In Super Bowl 50, Cameron “Cam” Newton will be only the third African American quarterback to start in the big game since Doug Williams won Super Bowl 22. The late Steve McNair and Donavan McNabb the next to start the game in Super Bowls 34 and 39. In Super Bowl 50, Cam Newton is entering the big stage with his flamboyant, outspoken and unapologetic style and persona which brings to mind Muhammad Ali who was the first of his kind in boxing, and the University of Michigan’s Fab Five, who were the first of their kind in college basketball. Similarly, Newton has the game to back it up as described by the two opening quotes, though his celebratory antics have created as many critics as fans.
While the focus has been on his freakish talent and celebratory antics, there been little talk about how he got to where he is. In short he didn’t just appear out of nowhere, and did face adversities on his path to his current success, some of which could have derailed his career. Within his story there are several teachable lessons about success and failure for young people, students and student athletes alike.
Unless you followed Georgia high school athletics religiously you didn’t hear about Cam Newton until he burst onto the national scene at Auburn University. That however wasn’t the beginning of his college football career. It actually started in that same Southeastern Conference a few years earlier at the University of Florida.
For a short period of time, Cam Newton was one of the backup quarterbacks to the highly celebrated Tim Tebow, and was to compete for the starting position for Coach Urban Meyer’s Gators once Tebow graduated. Having Newton succeed Tebow would have undoubtedly maintained the Gator’s status as a college football power, prevented their eventual drop off, and Meyer’s subsequent departure.
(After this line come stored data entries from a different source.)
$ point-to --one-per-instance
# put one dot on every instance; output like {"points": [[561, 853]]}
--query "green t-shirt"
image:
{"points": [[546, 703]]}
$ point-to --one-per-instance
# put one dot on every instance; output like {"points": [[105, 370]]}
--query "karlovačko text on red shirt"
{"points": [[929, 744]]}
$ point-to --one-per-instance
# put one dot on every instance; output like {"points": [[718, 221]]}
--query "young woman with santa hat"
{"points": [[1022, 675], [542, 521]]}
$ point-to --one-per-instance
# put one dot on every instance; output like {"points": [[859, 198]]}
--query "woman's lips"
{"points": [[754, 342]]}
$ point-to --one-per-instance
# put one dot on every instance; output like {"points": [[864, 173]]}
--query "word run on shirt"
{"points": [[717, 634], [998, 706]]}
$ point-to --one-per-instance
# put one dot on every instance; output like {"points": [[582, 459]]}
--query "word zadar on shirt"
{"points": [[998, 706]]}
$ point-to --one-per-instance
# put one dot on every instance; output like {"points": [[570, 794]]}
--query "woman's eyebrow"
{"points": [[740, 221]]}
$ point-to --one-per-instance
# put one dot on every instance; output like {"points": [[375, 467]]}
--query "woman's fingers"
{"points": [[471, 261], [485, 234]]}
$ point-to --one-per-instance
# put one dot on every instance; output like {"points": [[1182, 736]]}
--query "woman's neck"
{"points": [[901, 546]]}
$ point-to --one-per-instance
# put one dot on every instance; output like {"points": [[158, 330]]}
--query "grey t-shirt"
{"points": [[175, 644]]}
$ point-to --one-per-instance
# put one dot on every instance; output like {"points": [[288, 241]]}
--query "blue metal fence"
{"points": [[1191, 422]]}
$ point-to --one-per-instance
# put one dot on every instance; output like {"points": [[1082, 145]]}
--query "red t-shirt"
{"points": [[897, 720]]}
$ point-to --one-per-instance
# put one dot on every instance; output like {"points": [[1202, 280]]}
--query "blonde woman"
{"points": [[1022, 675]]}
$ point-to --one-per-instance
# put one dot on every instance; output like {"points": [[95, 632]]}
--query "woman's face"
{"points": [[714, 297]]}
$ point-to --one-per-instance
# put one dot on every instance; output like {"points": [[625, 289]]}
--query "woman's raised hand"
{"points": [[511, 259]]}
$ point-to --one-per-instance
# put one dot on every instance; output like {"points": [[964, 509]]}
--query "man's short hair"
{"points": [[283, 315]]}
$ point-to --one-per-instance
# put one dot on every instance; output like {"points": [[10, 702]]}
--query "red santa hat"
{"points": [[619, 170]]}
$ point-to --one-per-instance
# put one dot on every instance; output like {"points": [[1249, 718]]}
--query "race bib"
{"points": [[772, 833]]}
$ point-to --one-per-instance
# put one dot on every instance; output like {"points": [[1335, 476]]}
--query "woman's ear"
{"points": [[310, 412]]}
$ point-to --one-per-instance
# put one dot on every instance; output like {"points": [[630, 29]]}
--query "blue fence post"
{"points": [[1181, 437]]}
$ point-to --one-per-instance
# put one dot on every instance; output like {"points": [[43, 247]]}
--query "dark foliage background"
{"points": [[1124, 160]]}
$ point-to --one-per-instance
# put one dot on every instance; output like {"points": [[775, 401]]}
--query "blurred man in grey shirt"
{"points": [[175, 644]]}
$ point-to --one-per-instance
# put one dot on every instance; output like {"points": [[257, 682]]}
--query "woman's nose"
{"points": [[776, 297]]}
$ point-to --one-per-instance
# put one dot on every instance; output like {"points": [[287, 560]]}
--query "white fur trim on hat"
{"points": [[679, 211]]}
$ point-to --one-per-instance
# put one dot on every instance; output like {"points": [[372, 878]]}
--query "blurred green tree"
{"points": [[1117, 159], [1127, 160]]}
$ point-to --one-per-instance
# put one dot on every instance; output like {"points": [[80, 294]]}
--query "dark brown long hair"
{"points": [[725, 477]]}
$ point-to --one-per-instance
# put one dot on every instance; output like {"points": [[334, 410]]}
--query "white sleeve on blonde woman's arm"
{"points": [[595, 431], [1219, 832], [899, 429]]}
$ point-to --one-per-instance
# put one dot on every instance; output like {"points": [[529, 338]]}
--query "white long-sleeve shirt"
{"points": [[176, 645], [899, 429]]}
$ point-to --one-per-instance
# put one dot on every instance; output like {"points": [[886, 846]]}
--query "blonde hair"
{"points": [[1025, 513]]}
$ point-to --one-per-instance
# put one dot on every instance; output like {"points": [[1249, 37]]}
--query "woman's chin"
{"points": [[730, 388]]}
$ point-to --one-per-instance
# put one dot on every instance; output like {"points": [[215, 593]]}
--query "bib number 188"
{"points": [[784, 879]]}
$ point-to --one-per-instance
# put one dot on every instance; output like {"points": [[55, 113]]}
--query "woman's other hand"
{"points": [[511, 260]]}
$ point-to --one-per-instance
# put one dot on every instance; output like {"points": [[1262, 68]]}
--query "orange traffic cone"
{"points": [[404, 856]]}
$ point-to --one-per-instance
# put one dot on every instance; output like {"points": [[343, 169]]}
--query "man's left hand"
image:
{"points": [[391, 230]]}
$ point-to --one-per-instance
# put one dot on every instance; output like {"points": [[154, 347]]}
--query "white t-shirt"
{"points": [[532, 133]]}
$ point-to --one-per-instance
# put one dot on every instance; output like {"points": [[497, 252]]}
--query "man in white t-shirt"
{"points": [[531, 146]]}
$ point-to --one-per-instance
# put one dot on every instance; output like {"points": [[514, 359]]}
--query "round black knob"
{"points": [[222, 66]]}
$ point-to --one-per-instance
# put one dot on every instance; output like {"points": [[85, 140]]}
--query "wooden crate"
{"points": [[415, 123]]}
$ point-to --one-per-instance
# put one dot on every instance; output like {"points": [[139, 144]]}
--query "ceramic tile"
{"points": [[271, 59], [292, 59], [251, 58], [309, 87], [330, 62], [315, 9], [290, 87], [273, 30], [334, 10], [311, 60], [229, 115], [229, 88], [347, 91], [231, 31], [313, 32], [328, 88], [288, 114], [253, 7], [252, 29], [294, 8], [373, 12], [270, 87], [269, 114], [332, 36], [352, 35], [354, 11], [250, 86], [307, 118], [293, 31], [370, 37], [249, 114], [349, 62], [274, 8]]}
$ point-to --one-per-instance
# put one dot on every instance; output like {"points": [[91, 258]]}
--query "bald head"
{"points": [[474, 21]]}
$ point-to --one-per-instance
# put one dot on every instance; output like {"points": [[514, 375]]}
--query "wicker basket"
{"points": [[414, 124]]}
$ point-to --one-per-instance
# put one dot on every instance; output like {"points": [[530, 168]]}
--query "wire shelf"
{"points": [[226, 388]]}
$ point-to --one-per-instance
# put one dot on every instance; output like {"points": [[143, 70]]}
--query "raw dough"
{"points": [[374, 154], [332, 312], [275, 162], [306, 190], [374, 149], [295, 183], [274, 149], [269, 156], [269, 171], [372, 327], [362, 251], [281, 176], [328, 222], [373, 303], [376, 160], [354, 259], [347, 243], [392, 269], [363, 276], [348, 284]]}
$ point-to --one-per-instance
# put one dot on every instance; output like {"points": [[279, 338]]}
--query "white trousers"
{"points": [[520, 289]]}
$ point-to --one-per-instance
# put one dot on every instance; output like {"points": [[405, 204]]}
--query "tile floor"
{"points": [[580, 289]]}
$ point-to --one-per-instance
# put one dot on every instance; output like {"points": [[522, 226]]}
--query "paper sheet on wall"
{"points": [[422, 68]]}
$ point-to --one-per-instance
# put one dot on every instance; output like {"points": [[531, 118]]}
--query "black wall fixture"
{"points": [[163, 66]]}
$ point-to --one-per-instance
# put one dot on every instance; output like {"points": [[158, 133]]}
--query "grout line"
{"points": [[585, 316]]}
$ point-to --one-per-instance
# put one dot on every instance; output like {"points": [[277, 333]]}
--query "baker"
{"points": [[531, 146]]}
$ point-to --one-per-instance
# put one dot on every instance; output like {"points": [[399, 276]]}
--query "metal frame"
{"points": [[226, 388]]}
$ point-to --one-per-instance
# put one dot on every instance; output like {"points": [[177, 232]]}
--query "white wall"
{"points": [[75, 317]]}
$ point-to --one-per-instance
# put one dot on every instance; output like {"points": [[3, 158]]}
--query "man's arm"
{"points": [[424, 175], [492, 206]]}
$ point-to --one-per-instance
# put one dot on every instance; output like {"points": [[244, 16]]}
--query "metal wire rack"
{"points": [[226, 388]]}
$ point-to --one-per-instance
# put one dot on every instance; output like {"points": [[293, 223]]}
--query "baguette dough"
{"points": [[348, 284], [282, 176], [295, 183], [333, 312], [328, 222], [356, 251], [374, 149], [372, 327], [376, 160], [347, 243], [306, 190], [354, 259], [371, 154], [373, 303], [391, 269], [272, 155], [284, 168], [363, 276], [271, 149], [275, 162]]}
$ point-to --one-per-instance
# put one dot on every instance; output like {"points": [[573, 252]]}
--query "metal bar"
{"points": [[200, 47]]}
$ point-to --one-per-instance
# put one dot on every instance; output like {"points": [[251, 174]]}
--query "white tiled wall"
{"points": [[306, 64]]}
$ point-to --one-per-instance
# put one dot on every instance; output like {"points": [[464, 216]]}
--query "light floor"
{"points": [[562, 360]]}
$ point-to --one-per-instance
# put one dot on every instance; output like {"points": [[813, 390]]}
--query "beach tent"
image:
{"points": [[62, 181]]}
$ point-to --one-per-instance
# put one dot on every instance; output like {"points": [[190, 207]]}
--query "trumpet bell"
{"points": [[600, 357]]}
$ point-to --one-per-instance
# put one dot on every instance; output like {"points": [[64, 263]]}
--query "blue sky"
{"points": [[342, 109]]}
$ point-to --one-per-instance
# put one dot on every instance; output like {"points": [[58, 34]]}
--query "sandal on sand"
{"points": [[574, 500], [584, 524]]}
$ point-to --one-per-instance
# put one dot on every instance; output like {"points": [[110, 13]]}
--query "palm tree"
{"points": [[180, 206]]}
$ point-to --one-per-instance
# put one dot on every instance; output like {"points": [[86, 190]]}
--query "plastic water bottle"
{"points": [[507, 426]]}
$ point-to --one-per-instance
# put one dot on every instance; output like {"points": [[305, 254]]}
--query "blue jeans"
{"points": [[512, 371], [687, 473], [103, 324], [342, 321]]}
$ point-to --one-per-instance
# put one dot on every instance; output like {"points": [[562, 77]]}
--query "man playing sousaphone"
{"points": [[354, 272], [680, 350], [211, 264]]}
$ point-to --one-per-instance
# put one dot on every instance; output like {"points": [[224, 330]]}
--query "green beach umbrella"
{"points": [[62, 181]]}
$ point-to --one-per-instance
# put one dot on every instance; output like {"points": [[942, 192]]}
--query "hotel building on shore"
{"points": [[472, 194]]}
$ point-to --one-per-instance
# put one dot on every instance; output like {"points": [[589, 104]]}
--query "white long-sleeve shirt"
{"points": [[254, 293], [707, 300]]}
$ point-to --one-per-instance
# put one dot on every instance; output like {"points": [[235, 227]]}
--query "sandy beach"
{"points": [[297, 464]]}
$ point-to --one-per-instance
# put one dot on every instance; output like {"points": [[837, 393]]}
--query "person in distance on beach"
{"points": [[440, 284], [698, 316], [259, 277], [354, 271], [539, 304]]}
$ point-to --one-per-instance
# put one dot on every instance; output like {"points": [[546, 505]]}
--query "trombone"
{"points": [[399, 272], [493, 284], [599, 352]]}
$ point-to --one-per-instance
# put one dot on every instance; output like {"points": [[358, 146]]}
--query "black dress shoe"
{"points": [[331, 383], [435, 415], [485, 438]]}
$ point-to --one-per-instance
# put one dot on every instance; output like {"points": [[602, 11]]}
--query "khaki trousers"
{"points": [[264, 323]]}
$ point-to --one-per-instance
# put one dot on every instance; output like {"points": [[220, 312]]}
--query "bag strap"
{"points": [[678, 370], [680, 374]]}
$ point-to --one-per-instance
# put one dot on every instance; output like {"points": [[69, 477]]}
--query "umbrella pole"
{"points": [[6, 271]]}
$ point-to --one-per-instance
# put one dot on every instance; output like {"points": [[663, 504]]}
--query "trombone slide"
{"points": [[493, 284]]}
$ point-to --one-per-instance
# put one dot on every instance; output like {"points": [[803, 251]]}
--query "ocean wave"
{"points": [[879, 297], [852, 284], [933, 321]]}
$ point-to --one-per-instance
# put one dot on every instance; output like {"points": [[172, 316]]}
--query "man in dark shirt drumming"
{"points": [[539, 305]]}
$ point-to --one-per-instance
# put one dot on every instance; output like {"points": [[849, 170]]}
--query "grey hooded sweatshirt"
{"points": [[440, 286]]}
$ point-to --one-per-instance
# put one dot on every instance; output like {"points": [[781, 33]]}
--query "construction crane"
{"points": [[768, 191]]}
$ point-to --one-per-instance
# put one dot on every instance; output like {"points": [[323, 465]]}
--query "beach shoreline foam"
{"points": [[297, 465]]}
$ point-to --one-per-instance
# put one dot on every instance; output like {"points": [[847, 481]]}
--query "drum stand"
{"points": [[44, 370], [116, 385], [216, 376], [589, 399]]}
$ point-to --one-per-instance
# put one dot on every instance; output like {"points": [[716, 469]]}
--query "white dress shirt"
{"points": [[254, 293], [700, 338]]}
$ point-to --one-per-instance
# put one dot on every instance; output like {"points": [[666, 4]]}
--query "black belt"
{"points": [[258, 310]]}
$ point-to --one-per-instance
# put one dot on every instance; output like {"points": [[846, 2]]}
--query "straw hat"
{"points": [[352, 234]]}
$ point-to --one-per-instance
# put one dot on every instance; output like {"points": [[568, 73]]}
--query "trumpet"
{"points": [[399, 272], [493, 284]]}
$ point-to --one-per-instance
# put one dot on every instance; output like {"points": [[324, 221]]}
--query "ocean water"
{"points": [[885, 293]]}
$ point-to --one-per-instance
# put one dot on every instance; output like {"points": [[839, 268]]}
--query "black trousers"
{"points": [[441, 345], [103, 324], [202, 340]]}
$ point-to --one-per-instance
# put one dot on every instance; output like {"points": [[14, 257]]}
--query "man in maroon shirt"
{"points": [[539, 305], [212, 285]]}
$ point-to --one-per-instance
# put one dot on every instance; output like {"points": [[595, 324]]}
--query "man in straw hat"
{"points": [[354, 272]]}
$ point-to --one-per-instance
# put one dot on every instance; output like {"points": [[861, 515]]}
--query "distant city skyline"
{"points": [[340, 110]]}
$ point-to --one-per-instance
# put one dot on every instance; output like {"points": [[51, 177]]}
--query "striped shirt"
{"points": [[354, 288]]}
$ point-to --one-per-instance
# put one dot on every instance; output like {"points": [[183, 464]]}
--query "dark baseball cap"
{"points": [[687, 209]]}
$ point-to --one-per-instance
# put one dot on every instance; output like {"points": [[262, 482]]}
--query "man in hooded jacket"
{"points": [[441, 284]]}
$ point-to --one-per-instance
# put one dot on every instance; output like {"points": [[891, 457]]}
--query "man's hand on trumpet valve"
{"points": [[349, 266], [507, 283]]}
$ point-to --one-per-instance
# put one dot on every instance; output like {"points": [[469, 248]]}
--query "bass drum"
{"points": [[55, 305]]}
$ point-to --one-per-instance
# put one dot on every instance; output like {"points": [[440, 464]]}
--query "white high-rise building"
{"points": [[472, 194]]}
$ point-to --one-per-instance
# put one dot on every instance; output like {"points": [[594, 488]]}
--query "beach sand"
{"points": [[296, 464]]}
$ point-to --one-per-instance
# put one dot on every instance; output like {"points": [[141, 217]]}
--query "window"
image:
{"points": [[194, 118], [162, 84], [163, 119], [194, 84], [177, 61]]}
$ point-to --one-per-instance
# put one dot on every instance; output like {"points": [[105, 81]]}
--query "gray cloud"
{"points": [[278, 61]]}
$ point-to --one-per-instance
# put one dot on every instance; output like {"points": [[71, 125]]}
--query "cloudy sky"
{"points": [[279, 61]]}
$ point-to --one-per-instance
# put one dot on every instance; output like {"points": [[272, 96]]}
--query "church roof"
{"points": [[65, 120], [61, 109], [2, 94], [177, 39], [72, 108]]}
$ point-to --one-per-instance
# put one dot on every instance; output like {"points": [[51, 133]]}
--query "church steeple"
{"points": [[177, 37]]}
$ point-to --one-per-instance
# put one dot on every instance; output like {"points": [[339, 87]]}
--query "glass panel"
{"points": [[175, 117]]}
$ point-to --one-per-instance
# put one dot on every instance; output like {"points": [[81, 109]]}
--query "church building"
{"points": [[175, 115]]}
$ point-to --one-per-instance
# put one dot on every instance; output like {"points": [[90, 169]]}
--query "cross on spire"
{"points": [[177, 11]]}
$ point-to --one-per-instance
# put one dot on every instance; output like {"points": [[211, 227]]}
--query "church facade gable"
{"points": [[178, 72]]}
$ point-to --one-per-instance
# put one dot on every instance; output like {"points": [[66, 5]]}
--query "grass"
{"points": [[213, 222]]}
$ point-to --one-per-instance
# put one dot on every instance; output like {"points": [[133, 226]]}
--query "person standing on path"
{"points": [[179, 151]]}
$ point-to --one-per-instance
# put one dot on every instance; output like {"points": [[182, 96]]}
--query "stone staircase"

As with most of these stories however, one decision affected the fates of many others.
While at Florida, Newton was arrested for receiving stolen property after unknowingly purchasing a stolen laptop computer from another Florida student causing his suspension. From Florida, he transferred to Blinn College where his team won the NJCAA National Football Championship. He then transferred to Auburn University where he led the Tigers to the 2011 BCS National Championship, a year that was shrouded in controversy concerning whether or not his family received improper benefits for his signing at Auburn.
The next year Newton was drafted into the NFL by the Carolina Panthers where he experienced some early success. After NFL defenses adjusted to his early skill set, those initial successes were followed by a period of struggle before mastering his craft this year. In addition to the growing pains experienced by most professional quarterbacks, he had to learn to navigate the media, and become the leader of his team.
His story is one of redemption and also perseverance. Like so many athletes before him black and white, he experienced adversity in terms off the field issues, but he was able to salvage his career, make good on his profuse physical gifts, and propel himself to success becoming potentially one of the NFL’s best quarterbacks ever.